Can you feel the holiseason spirit rising?  I can.  Presents for Hanukkah lie on the bed ready to go in the truck for their ride to Denver.  Joseph’s coming to Minnesota.  The Byerly’s order will come today.  I’m headed out to Festival for the last of the list.

(Lyon)

Kate’s packed, audio books ready.  Cooler to fill.  Then Grandma will head over the plains and through Nebraska.

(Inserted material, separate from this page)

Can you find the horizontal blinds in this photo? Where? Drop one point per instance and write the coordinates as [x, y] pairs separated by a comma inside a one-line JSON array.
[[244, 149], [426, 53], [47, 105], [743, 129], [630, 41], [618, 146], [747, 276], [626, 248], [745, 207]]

Meanwhile I’m closing in on Missing 5.0.  The holiday week should see that put to bed.  Celebration all round.

Laying in Supplies

Samhain                                                         Thanksgiving Moon

Ovid got some attention this morning.  Jupiter’s pretty mad at Lycaon.  Mad enough to destroy all of humankind. There’s a flood coming.

Missing in the afternoon.  Adding description, sprucing up the defenses of Hilgo, the Winter Realm’s port city on the Winter Sea and describing the terrain advantages in general for the Winter Realm.

Yesterday’s push left me dry today.  Not as on, but then yesterday was an exception.  The normal is plug alone, plug along, plug along.  Like today.  No magic, just work.  Now, the work was fun. Yes.  But not inspired.  Most often not inspired.

Kate’s been to the library for audio books.  Nebraska is interesting depending on the author you choose.  I’ve been laying in supplies and will make a final sally forth tomorrow to Festival for the last batch.  It’s odd, but being without a car for a week doesn’t daunt me at all.  My work is here and there’s plenty of room around to get outside.  With the food delivery service from Byerly’s I might be able to last quite a time.  As long as there are no doggie or human emergencies.  I have plans in place for those if they occur.

It will be like being a hermit in my own home.  A hermit with three dogs, a computer and an HD TV.